You Had Me at Version 3.2

CSS maestro Dan Cederholm returns to the A Book Apart series with the release of Sass for Web Designers. If you’re an old CSS hand and haven’t dipped your toes in the Sass waters, I highly recommend this brief, digestible intro to the topic.

Sass is to CSS as jQuery is to JavaScript. Both tools extend established patterns without enforcing an onerous framework. As Dan puts it, they “superset” the languages they extend, making them vastly easier to grasp and work with. Valid JavaScript is valid jQuery, valid CSS is valid Sass. That lets you opt in gently.

As someone who used to break out in disfiguring hives at the mere mention of the word “preprocessor,” I consider myself a late arrival to the Sass party. The idea that my CSS might be dependent on a secondary tool just plain freaked me out.

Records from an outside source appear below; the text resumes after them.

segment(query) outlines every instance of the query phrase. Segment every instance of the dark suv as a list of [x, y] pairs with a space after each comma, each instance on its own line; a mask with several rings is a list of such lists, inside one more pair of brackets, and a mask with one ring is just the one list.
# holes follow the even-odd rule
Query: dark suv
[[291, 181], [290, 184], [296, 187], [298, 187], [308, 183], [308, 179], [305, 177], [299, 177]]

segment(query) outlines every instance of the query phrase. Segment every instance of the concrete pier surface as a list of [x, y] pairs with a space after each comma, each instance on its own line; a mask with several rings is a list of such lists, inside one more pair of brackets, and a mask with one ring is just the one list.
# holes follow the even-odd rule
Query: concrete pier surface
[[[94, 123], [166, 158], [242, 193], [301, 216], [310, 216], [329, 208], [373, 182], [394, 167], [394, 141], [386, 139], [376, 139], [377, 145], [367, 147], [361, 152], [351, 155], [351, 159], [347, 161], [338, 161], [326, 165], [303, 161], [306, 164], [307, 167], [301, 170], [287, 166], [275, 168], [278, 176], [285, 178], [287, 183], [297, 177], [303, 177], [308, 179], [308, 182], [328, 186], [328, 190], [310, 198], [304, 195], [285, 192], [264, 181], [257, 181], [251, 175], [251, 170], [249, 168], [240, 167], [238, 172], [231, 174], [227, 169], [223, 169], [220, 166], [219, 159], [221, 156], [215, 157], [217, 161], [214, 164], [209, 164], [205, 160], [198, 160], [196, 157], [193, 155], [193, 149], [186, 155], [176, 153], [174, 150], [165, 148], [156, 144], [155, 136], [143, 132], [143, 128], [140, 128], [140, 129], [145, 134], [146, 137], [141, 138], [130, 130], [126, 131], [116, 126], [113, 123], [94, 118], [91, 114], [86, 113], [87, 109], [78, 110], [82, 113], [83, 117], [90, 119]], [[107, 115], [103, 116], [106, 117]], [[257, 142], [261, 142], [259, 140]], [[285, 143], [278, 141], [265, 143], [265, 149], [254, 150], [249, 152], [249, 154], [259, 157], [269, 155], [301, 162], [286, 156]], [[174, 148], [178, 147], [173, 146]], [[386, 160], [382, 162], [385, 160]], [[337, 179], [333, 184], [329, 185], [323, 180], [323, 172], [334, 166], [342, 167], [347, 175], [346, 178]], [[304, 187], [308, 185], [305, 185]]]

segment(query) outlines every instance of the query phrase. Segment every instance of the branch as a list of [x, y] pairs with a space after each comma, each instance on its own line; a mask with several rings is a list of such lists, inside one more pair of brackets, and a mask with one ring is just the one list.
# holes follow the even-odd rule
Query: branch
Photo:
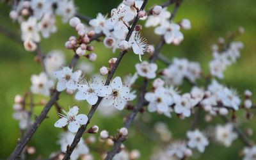
[[[182, 1], [181, 0], [178, 0], [176, 2], [175, 6], [173, 9], [173, 11], [172, 13], [172, 16], [170, 19], [170, 20], [172, 20], [174, 16], [177, 12], [180, 4], [181, 3]], [[157, 44], [157, 47], [156, 48], [155, 51], [153, 53], [153, 56], [150, 58], [150, 63], [154, 63], [157, 57], [158, 54], [159, 54], [159, 52], [161, 49], [162, 49], [163, 45], [164, 44], [164, 38], [162, 36], [161, 40]], [[136, 115], [139, 113], [140, 109], [143, 107], [144, 106], [144, 102], [145, 102], [145, 95], [147, 92], [147, 86], [148, 84], [148, 79], [145, 79], [144, 80], [143, 84], [140, 90], [140, 94], [138, 99], [138, 102], [136, 104], [136, 106], [134, 107], [134, 109], [130, 113], [129, 115], [128, 118], [127, 119], [124, 127], [127, 128], [127, 129], [129, 128], [131, 126], [131, 123], [132, 122], [133, 120], [134, 119], [135, 116]], [[124, 136], [120, 136], [118, 139], [115, 140], [114, 141], [114, 145], [113, 147], [113, 148], [111, 150], [108, 152], [108, 155], [104, 159], [105, 160], [111, 160], [113, 159], [113, 157], [116, 155], [118, 152], [120, 152], [120, 146], [122, 143], [125, 140], [125, 137]]]
[[[146, 6], [146, 4], [147, 3], [148, 0], [144, 0], [143, 3], [142, 4], [142, 6], [140, 8], [140, 10], [144, 10], [145, 6]], [[130, 39], [130, 37], [133, 32], [133, 31], [134, 30], [135, 26], [138, 22], [138, 21], [139, 20], [139, 17], [138, 15], [137, 14], [136, 18], [134, 19], [132, 26], [131, 27], [131, 28], [129, 30], [129, 32], [127, 33], [127, 35], [126, 36], [125, 38], [125, 40], [129, 41], [129, 40]], [[119, 63], [120, 63], [123, 56], [124, 56], [124, 54], [125, 53], [127, 52], [127, 51], [121, 51], [119, 53], [119, 56], [117, 58], [117, 60], [116, 61], [116, 63], [114, 64], [112, 70], [111, 70], [110, 73], [108, 74], [107, 79], [105, 82], [105, 85], [108, 85], [110, 83], [110, 80], [112, 79], [117, 67], [118, 67]], [[71, 154], [72, 153], [74, 149], [75, 148], [76, 146], [77, 145], [77, 143], [79, 142], [81, 138], [83, 136], [83, 134], [84, 133], [84, 132], [85, 131], [85, 130], [86, 129], [86, 127], [87, 125], [89, 124], [90, 120], [92, 119], [94, 113], [96, 111], [97, 108], [98, 108], [99, 104], [100, 103], [101, 100], [102, 99], [102, 97], [99, 97], [98, 99], [98, 101], [97, 102], [97, 103], [92, 106], [91, 109], [89, 111], [89, 113], [88, 114], [88, 121], [87, 122], [86, 124], [85, 125], [81, 125], [81, 127], [79, 128], [79, 129], [78, 130], [76, 134], [76, 136], [73, 140], [73, 142], [72, 143], [70, 147], [69, 148], [68, 148], [66, 150], [66, 154], [65, 155], [65, 157], [63, 157], [63, 159], [69, 159]]]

But the more I looked at it, the more I realized it didn’t mean contorting my workflow at all. In fact, it un-contorted it (a highly technical term I have invented just now) in some very important ways.

One of those came with the release of Sass 3.2 and some incredibly useful features for media queries. The short version: Sass mixins let you write multiple media queries inside a single CSS selector, rather than the other way around.

When I write it like that, it sounds pretty tame. But it alleviates one of the biggest pains of writing CSS for responsive projects: navigating multiple versions of the same selector across different groups of media queries. So instead of looking for that “p.awesome-class-yo” selector again and again—first in my default mobile-first styles, then in the styles for every successive breakpoint—I just need to find it once. Boom. No more shuffling back and forth.

Dan dedicates a chapter to explaining the basics of this far better than I could here, along with all the other useful Sass goodies. (Variables! Single-line comments! Imports! Future-proofing and banishing vendor prefixes!) Go get it.